Pintu kayu jati milik rumah bercat putih vision yang anggun itu nampak masih baru, tak masuk akal jika pintu itu berderit atau mengeluarkan suara aneh ketika didorong.

Namun yang terjadi benar benar di luar dugaan dua pria itu.

Klak, siing

Sebuah pisau dapur meluncur turun dari atas pintu. Jongin yang pertama kali melihatnya segera menghindar.

"Kyungsoo hyung, watch out!"

Kyungsoo memang menghindar, namun pisau itu masih sempat membuat goresan panjang dari lengan atas hingga siku Kyungsoo, membuat kemeja baby blue yang dikenakannya robek dan berhiaskan darah.

"A-aku akan mencarikan P3K."

Sebelum sempat pergi, Kyungsoo mencekal tangan Jongin.

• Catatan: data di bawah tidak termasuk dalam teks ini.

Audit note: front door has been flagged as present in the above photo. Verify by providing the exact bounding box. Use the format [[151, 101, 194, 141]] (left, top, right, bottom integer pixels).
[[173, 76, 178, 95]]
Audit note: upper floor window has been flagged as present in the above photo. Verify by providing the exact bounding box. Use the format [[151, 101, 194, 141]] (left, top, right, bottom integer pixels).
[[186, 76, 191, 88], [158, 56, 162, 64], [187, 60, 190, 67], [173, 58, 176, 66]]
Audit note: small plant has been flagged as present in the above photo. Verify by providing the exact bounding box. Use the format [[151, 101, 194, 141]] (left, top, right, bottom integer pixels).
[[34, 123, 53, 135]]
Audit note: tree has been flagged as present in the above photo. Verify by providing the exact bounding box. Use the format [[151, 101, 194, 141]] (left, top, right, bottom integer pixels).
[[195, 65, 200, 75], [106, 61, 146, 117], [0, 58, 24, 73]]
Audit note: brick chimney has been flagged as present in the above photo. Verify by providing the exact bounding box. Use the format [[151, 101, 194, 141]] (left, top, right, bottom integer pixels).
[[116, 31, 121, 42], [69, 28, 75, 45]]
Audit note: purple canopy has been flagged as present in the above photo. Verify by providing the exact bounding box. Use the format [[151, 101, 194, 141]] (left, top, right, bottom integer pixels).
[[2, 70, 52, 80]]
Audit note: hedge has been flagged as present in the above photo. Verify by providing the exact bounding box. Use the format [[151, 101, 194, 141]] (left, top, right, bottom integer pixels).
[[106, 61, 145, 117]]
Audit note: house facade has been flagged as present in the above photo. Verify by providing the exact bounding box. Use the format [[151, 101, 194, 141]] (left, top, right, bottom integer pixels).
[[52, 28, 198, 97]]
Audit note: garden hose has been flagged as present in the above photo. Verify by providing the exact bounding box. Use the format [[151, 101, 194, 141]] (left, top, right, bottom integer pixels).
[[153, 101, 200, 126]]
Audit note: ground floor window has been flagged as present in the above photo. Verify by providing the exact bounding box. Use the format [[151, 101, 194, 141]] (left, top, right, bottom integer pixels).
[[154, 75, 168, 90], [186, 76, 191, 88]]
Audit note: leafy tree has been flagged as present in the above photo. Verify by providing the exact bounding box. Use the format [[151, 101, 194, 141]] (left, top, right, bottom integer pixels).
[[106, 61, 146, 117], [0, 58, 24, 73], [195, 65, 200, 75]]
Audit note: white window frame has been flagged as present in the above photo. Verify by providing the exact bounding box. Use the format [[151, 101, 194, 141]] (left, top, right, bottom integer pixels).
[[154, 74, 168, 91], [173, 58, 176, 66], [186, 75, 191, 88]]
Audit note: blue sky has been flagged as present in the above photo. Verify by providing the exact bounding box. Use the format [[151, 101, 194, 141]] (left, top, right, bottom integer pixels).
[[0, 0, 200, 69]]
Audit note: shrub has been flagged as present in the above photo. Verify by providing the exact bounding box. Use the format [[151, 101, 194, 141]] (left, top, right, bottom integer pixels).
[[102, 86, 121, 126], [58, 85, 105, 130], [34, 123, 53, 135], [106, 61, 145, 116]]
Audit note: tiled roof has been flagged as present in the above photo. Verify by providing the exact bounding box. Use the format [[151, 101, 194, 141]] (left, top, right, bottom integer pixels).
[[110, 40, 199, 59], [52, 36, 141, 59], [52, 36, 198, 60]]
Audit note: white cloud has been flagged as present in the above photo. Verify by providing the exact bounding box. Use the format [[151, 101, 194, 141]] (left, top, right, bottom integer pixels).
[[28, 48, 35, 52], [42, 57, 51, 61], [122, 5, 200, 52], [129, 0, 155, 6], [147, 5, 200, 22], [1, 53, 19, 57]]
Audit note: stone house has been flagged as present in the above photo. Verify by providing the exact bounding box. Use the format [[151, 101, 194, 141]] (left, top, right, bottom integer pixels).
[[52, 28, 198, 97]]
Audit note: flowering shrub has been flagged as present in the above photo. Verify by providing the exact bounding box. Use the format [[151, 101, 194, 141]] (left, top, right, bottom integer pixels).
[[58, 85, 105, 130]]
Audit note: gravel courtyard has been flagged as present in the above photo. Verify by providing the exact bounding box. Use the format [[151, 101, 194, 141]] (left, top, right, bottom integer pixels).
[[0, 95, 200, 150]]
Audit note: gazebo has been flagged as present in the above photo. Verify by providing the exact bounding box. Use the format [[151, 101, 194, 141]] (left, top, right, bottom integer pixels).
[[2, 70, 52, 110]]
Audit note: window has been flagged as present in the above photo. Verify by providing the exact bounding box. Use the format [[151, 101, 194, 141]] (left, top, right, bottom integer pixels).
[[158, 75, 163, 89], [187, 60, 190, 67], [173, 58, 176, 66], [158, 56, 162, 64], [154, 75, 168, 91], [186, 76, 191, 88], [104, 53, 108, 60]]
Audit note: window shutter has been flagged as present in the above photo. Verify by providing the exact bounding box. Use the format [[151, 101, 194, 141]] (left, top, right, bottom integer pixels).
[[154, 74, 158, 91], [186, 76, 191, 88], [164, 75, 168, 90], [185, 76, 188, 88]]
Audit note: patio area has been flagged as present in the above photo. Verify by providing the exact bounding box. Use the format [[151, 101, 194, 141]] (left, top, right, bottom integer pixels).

"Kau tidak boleh pergi, bisa jadi ia menyiapkan jebakan yang lebih parah di dalam sana. Sekali psikopat tetaplah psikopat." Jelas sekali ada nada kesakitan dan kekhawatiran dalam suara Kyungsoo.

"Lalu?" Jongin tak tahan melihat keadaan hyung-nya.

Kyungsoo membuka mulut hendak menjawab, namun Jongin menghentakkan badannya dan mengangkat tubuh mungil Kyungsoo secara tiba tiba.

"Apa yang-"

"Kita obati luka hyung dulu, urusan rumah ini biar aku serahkan pada anak buah Kim-sajangnim." Ujar Jongin.

Laki laki berkulit tan itu segera membawa Kyungsoo ke mobil dan mencari sapu tangan.

"Buka bajumu hyung."

"Hah?"

Pipi Jongin memerah.

"M-maksudnya agar aku bisa membersihkan lukamu dengan mudah." Jongin gelagapan menjawabnya, membuat Kyungsoo terkikik.

"Kau mengucapkannya secara sarkatis. Aku jadi ambigu." Bibir berbentuk hati milik Kyungsoo mengembang lebar.

"Hyung!"

"Ah, baiklah baiklah." Kyungsoo membuka baju perlahan dalam tawa pelannya yang tak kunjung reda. Reaksi Jongin barusan adalah hal terimut yang pernah Kyungsoo temukan dari Jongin.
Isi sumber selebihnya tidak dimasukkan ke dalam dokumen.